This family loved the style of twentieth century Festival of Britain and wanted to reflect this in their recycled garden design space.
Recycling does not reduce the overall budget, as materials need cleaning up and handling and labour costs within the budget can increase. However there is great satisfaction in reusing suitable materials and blending them into a space. It takes more thought and effort for this garden design challenge, which is why they had contacted me, desperate for my help and advice.
I concentrated in designing a spacious patio and path areas around the house recycling some massive concrete slabs that had been made in the 1960s by the previous owners. These home made slabs had formed a path through the centre of the garden and were like gravestones! The charm for me lay in their functional appearance and strength: ideal for patio use and if I was frugal we could use them for all patio, yard and raised step surfaces.
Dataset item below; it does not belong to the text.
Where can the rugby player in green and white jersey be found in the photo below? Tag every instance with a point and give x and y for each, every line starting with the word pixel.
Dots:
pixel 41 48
The Landscapers rolled their eyes at first, but I knew they had the skill to achieve it and the idea worked! I sourced warm orange red bricks from a local brick yard which contrasted well with the mid century grey concrete and linked to the original house brick: Instant unity.
Two tonnes of rubble excavated during the build were ‘lost’ in a series of gabbion seats, meaning less materials left site to landfill! Some plants were reused and a few more herbs around a small vegetable patch, softened the hardscape. Tall miscanthus grasses planted behind the seating will provide screening from the ‘football field’ after a few years growth.
A charming old Anderson Shelter at the back of the garden used for storage, got its soil roof weeded and doused with wild flower seed to make and even more delightful feature and important nectar bank for the bees.
Parents are happy with their grown up patio, children are happy to still have space for goal practice and the newt pond is saved ( now protected by a railway sleeper foot frame) and Dotty the greyhound has more interesting areas to run and relax in!
This is not ‘cutting edge design’, but sometimes conditions dictate that you just have to try something different and be resourceful. This approach can be a refreshing change and fun!